Y solo tuve que sumergirme en la etimología de hecatombe: el sacrificio religioso de cien bueyes.
Residentes
La Bodega Teatro me ofreció la posibilidad de dirigir la residencia al público en general (con o sin nociones de teatro) o a artistas profesionales. Yo tenía claro mi deseo de agotar los cuerpos y explorar el mayor número de posibilidades, así que redacté una convocatoria para artistas y les ofrecí quemar mi cuaderno de dirección llegado el momento. Quería escuchar, dejarme llenar, probar y mirar casi con ojos de niño. Lo apunté en Madrid meses antes de empezar la residencia: escucha primero, escucha antes, escucha siempre.

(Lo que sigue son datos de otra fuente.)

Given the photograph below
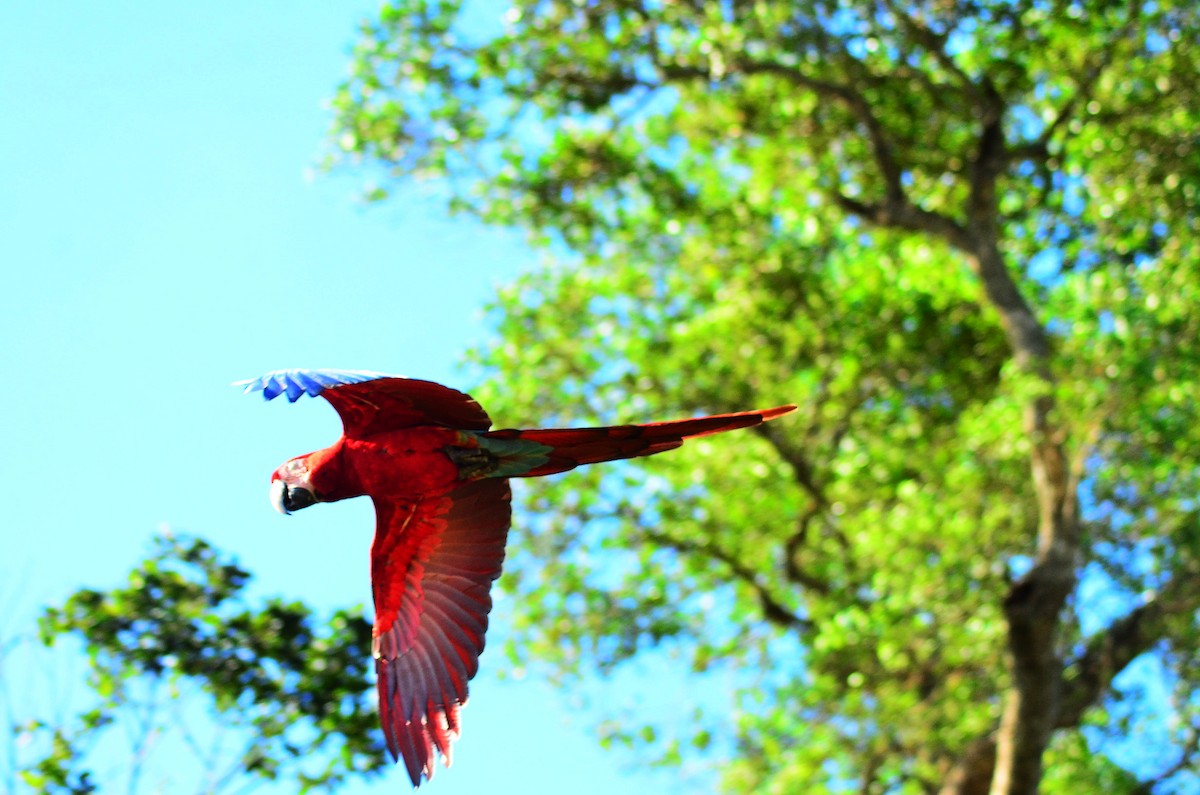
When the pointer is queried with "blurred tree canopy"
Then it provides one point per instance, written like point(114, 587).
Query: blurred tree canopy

Y, suerte la mía, a este llamado acudieron diez artistas de teatro, circo y danza. Y mayor suerte aún que algunas de estas personas habían trabajado juntas en el pasado. Profesionales del movimiento (acrobacia, danza, contorsión) reunidos en un enclave paradisíaco como es San Pancho.
En el siguiente artículo contaré cómo surgió La Bodega Teatro en San Francisco, Nayarit, su labor y compromiso con el arte y el pueblo. De momento, solo puedo agradecer el puente tendido entre mi residencia habitual en Madrid y esta residencia artística en México.
Las y los artistas participantes de esta residencia fueron: María Cazenave (España), Nathan Villatoro (Estados Unidos), Victoria Latini (Argentina), Leonardo Sivira (Venezuela), Alyssa Bunce (Canadá), Joaquín López (México), Mateo Puelles (Argentina), Simon Pafka (Chile), Michelle Covarrubias (México) y Teddy Boussengui (Francia).